Rather than waiting until college to study law, Janovitz began immersing herself in the field in high school. While in her junior year at Beachwood High School, she began spending the first half of the day at school and the second half working at a local law firm at LaPlace in Beachwood.
Janovitz attended Georgetown University in Washington D.C., in 1976 but transferred two years later to The Wharton School at the University of Pennsylvania in Philadelphia after realizing she wanted to study labor relations. After receiving her bachelor’s degree in 1980, she attended the New York University School of Law, earning her degree in 1983.
Janovitz started her career as a labor lawyer at Hahn Loeser in Cleveland. However, she quickly learned that labor law wasn’t a good fit for her.
“When I got to the practice, I realized practicing labor law involved a lot of sitting in the library and researching and writing briefs and it didn’t really have the people interaction that I was looking for,” she said.
Fortunately, Janovitz was approached by Sidney Nudelman, who at that time was chair of the firm’s estate planning group. He told her he thought she would make a great estate lawyer.
“The part I enjoyed was watching him counseling clients and dealing with the personal side of estate planning, which to me has always been the most interesting and important part, so I sort of fell into doing estate planning law,” Janovitz said.
A few years later, Janovitz moved to Kohrman Jackson and Krantz. After working there for almost 10 years, she joined Reminger in 1991.

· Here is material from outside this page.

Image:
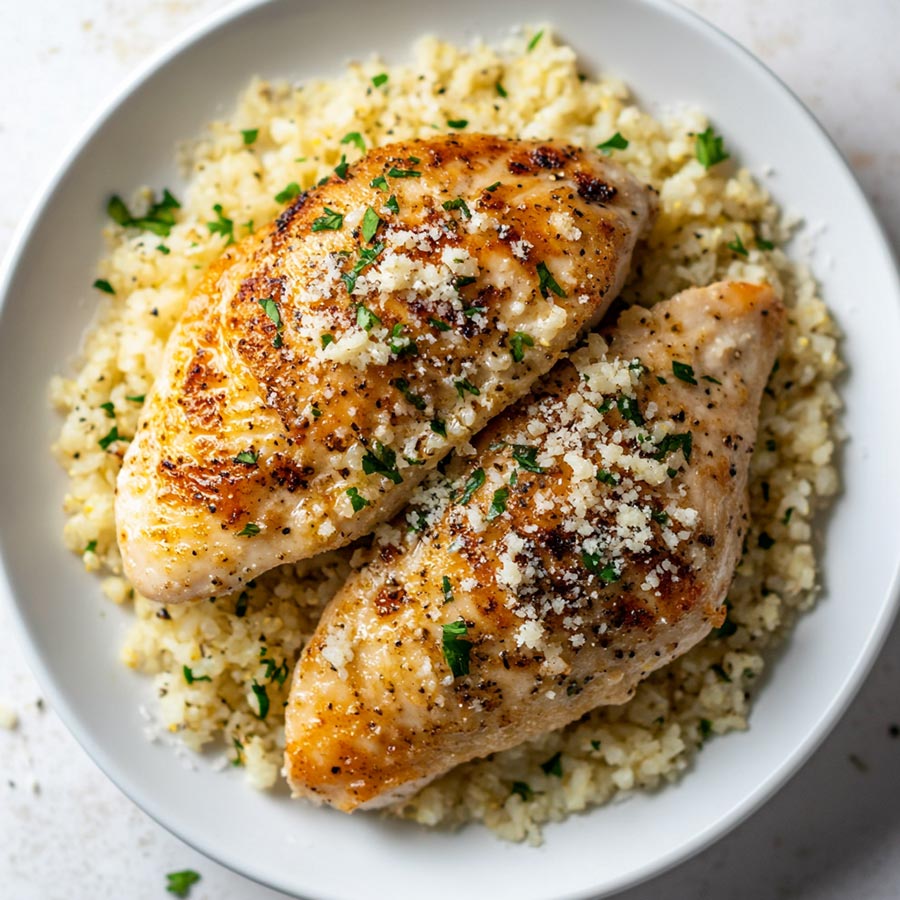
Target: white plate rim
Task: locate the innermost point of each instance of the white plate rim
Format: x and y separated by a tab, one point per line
879	628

The most rewarding part of her career, Janovitz said, is being able to form close personal relationships with her clients.
“The ability to have this multi-generation relationship and really get to know people on a personal basis is really the best part of law,” she said.
In addition to her legal career, Janovitz also was the first woman elected to serve on Beachwood City Council in 15 years. Janovitz said she was motivated to run due to the lack of diversity on council.
“It came to my attention that Beachwood is a much more diverse community than when I grew up there,” she said. “When I grew up, my class was
99 percent white and 99 percent Jewish. In the 40 years since I’ve graduated, Beachwood has really become a very diverse community. It bothered me that there was no diversity in the leadership of the council and it really kind of motivated me to say there’s something wrong with that.”
Janovitz said serving on city council has been a great experience, and she now finds herself encouraging other women and minorities to run for political office.
“It’s so rewarding. I feel like I’m making a difference, which I love to do,” she said.